На это лорд Мервилл ответил пожеланием, чтобы она прислала нам, вместе с девицами, большой кувшин пунша. Она милостивым кивком выразила готовность удовлетворить его просьбу и избавила нас от своего присутствия.

Вскоре явился парень, выполнявший обязанности официанта и одновременно распорядителя при девицах. Согласно пожеланию лорда Мервилла, старуха прислала пятерых девиц, которые так и впорхнули в гостиную с бесцеремонной фамильярностью, проявившейся в дурацком хихиканье и безуспешных попытках сделать книксен. Гарри Барр, принявший наконец от лорда Мервилла бразды правления, с удовольствием вернулся к привычным обязанностям. Он покровительственным тоном представил девиц и попросил нас положиться на его слово чести, служившее, в данном случае, справкой о здоровье: мол, все они свежи, чисты и чрезвычайно аппетитны, кроме того, впервые выступают в подобной роли, так что он за них ручается – отчасти руководствуясь собственной интуицией, а отчасти – заверениями матушки Сульфур, которая, по его убеждению, никогда не станет морочить голову ему и его друзьям.

Они действительно были молоды (старшей нельзя было дать и двадцати лет), неплохо сложены и даже прилично одеты, так что не стыдно было бы показаться с ними в лучших домах Лондона, если бы не крикливые украшения и общий дешевый вид, не способный ввести в заблуждение любого, мало-мальски знакомого с манерой одеваться и вести себя, принятой в высшем обществе, с представителями которого эти падшие создания часто похваляются своими связями. Мало что так выдает их, как жалкие потуги на непринужденное светское обращение.

Кроме того, движимые стремлением скрыть следы ночных похождений, некоторые так густо нарумянились, что это сразу же бросалось в глаза и безошибочно указывало на их принадлежность к древнейшей профессии.

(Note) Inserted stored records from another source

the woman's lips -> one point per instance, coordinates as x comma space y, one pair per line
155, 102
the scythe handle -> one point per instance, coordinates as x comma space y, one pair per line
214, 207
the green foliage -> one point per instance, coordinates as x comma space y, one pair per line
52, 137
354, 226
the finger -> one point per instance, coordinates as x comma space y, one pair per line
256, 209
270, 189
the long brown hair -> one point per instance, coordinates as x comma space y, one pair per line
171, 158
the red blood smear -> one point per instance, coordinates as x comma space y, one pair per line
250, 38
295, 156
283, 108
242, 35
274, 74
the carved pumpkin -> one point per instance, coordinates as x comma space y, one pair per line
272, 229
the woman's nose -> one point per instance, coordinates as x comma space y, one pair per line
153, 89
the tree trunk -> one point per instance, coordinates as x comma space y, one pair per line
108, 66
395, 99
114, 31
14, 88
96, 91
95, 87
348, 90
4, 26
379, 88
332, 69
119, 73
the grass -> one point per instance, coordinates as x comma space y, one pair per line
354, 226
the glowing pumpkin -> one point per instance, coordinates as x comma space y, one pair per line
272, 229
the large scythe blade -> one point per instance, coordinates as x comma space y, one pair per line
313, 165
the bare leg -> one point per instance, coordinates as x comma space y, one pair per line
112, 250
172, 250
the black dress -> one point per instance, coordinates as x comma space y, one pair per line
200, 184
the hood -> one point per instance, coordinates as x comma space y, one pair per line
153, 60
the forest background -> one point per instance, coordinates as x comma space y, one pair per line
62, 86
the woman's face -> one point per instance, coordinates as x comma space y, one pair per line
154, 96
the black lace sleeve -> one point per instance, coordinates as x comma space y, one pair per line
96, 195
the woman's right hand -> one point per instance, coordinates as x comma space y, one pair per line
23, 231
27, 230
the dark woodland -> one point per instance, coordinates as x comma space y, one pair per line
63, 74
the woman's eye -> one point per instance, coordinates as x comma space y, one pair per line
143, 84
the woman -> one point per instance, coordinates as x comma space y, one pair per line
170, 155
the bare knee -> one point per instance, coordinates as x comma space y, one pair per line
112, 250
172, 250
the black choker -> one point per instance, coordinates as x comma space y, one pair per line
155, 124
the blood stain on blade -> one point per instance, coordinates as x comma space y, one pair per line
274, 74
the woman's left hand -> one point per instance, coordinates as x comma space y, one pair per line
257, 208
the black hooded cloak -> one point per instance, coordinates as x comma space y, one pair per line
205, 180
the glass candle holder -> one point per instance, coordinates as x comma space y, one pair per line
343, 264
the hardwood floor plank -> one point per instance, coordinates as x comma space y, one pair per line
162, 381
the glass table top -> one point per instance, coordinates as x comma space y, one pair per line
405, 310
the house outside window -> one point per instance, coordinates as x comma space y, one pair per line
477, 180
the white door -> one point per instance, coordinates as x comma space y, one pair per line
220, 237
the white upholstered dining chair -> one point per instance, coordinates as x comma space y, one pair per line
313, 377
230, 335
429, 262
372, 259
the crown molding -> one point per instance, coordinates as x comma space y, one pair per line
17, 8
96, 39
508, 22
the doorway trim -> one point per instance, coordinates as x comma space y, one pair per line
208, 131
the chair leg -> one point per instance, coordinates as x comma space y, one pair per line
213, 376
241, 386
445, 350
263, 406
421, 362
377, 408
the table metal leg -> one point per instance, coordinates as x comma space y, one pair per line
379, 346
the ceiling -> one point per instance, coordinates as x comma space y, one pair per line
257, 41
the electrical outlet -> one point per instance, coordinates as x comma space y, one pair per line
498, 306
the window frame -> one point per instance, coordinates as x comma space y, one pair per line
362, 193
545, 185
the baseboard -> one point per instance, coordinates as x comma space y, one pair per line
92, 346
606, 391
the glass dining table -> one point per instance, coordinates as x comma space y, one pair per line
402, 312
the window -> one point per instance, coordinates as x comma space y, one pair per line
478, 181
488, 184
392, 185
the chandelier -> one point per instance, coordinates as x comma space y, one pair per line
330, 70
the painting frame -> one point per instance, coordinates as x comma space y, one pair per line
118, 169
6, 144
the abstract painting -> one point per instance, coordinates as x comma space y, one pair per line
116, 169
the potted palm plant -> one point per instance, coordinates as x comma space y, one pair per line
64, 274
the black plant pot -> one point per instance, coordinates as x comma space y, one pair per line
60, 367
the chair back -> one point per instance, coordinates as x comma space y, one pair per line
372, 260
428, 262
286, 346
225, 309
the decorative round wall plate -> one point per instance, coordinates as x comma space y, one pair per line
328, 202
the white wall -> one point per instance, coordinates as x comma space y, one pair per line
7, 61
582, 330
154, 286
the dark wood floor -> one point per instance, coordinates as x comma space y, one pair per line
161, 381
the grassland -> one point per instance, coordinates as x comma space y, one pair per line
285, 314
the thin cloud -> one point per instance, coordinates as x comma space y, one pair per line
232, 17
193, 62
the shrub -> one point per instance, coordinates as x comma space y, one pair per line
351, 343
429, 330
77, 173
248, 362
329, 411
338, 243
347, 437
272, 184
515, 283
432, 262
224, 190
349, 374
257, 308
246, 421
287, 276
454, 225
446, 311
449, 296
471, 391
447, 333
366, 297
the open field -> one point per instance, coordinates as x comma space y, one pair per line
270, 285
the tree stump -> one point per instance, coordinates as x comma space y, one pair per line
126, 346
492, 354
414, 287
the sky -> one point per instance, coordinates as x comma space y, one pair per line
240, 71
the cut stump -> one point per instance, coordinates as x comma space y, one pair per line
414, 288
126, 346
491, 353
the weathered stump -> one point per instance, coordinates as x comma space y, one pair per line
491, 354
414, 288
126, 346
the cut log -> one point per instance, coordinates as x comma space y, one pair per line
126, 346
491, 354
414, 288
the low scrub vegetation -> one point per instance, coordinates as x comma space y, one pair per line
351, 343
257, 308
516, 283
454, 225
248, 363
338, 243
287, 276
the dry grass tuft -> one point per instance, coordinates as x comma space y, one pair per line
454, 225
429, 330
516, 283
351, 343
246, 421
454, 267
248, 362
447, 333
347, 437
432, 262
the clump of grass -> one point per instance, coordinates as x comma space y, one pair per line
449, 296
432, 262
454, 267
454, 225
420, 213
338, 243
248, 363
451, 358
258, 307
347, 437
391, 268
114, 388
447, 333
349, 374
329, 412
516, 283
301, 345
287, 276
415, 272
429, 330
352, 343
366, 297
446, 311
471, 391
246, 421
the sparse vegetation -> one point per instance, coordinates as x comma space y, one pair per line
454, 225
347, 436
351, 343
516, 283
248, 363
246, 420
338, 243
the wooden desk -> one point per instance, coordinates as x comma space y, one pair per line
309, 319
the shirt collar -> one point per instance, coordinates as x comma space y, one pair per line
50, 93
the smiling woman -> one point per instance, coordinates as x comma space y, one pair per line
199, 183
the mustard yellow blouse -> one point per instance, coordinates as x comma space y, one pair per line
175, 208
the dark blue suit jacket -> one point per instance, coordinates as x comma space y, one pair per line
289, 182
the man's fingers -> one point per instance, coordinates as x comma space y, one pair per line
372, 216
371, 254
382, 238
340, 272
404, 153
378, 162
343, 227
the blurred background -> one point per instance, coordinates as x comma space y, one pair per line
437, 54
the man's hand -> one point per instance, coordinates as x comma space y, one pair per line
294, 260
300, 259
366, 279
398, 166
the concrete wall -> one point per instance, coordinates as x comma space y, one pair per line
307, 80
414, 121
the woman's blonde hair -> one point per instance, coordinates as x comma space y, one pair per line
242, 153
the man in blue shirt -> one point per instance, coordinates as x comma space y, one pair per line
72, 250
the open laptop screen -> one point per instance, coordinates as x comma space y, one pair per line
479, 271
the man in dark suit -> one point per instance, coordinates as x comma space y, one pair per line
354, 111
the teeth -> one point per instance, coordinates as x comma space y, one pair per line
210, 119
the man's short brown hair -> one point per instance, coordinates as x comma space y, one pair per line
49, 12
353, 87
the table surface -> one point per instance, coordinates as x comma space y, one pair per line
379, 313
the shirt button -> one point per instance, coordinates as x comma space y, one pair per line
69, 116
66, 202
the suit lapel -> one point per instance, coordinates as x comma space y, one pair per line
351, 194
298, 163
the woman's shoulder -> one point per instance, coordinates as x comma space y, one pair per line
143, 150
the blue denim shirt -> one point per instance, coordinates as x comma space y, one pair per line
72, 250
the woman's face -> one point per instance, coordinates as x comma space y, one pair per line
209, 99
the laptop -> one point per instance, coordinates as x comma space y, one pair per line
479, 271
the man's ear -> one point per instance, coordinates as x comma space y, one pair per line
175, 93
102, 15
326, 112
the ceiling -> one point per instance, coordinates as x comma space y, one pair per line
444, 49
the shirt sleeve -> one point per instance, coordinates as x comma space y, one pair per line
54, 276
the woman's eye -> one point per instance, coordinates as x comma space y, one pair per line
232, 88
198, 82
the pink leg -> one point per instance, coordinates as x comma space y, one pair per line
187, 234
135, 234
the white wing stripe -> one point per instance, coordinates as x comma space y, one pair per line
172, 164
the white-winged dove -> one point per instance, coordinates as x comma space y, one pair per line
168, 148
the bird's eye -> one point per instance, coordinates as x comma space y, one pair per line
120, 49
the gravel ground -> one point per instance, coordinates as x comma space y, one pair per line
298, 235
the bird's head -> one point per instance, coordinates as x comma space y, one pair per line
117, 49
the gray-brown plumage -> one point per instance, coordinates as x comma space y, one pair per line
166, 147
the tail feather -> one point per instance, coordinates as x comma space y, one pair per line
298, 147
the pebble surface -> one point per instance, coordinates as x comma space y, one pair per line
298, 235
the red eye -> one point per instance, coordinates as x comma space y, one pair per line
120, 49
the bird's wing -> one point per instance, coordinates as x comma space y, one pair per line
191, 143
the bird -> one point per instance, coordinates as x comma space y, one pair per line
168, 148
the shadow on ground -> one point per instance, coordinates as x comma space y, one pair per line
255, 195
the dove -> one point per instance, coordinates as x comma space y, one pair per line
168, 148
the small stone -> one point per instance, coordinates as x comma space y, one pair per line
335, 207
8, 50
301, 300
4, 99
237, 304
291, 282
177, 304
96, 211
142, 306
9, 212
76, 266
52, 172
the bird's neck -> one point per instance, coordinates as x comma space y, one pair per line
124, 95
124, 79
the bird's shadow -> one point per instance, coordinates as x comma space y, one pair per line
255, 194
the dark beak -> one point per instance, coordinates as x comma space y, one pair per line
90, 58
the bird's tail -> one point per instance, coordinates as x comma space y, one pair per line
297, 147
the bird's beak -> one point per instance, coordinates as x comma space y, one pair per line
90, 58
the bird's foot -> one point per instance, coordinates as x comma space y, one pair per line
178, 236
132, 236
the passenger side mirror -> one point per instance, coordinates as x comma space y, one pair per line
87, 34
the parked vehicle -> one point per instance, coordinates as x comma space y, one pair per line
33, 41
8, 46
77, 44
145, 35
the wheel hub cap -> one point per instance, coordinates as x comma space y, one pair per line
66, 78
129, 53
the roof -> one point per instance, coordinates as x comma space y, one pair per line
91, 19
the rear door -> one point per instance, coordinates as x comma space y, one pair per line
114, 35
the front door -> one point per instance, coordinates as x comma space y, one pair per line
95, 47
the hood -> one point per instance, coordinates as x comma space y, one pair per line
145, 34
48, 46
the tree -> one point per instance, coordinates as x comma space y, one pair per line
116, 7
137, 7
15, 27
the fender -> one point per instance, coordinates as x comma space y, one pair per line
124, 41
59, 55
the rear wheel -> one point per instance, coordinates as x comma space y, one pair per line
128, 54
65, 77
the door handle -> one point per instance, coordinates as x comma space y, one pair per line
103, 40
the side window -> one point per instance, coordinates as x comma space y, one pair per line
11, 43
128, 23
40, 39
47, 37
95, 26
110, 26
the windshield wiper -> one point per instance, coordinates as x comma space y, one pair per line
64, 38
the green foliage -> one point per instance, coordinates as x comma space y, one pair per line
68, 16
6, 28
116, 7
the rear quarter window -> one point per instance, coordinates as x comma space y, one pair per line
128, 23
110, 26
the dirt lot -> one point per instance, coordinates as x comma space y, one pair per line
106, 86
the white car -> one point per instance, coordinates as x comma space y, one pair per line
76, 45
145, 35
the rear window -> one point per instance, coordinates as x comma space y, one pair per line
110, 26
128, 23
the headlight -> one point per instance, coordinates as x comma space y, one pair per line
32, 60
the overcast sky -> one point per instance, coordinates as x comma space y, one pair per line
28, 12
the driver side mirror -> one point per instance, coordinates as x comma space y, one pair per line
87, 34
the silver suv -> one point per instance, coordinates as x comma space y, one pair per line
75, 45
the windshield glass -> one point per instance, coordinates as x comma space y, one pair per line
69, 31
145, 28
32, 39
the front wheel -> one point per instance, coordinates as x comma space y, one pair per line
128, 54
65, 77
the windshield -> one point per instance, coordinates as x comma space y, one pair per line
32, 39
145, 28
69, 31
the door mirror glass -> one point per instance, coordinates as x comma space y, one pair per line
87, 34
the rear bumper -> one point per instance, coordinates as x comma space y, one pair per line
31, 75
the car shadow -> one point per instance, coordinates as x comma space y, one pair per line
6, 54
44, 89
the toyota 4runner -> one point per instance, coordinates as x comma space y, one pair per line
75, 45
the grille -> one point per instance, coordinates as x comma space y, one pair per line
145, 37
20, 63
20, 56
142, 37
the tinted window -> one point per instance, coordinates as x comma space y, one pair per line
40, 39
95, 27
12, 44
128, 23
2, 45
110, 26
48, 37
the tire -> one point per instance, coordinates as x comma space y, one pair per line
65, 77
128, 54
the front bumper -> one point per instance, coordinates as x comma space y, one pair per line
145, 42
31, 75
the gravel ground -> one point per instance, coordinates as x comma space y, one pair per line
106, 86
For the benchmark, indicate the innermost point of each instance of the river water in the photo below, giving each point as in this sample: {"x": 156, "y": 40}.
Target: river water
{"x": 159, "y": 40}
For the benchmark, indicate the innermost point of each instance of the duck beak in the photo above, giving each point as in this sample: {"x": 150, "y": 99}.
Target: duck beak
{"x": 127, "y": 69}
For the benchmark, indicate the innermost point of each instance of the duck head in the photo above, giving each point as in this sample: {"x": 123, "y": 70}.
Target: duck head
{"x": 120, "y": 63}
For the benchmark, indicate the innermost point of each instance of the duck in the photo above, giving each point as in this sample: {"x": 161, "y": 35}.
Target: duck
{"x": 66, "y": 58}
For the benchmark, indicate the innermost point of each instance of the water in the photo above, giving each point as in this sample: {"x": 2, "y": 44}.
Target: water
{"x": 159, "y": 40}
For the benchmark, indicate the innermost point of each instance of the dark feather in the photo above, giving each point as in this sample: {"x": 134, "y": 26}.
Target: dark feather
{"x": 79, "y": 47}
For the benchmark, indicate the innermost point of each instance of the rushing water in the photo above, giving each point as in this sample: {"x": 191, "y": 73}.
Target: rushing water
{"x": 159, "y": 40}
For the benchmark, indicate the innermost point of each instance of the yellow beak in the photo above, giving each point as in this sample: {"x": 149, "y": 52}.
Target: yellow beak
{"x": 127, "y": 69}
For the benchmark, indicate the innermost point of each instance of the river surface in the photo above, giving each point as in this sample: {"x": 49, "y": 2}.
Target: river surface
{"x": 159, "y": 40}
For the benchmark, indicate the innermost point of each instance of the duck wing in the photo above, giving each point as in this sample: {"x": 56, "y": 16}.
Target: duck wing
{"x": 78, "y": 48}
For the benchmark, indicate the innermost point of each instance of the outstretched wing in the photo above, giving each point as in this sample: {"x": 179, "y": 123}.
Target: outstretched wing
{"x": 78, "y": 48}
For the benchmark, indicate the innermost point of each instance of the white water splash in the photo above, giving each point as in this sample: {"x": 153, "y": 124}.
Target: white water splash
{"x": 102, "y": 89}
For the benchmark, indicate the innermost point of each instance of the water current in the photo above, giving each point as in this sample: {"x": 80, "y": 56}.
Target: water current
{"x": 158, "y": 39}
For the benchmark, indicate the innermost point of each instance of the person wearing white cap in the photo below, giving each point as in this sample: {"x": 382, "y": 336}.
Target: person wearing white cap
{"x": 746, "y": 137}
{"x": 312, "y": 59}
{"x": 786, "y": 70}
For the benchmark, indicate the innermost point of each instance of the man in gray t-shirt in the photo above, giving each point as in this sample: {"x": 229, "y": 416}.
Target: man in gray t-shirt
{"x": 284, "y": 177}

Сам я в то время отличался повышенным самомнением и слишком носился со своей особой, чтобы запятнать ее объятиями с этими орудиями разврата, не вызывавшими у меня иных чувств, кроме брезгливой жалости. Их чары не оказали на меня никакого действия. Я видел в них жертвы нищеты и объекты милосердия, но уж никак не предмет страсти, и всегда поражался, как могут клевать на столь жалкую наживку не какие-нибудь деревенские парни, либо плотники, либо младшие клерки, но и юноши из хороших семей, с достатком и духовными запросами. В силу какого извращения лица, занимающие высокое положение в обществе, способны опускаться до подобных оргий? Не сомневаюсь, если бы достойные, порядочные женщины видели этих несчастных, которым их мужья время от времени отдают предпочтение, контраст послужил бы им утешением. Они не унизились бы до сожалений о тех, чей вкус достаточно широк, чтобы удовольствоваться такой падалью. Бедняжки! Одновременно орудия наслаждения и объекты презрения для имеющих с ними дело, прекрасно понимающих, что эти рабыни исключительно в силу нужды обязаны имитировать страсть, чтобы вызвать ее.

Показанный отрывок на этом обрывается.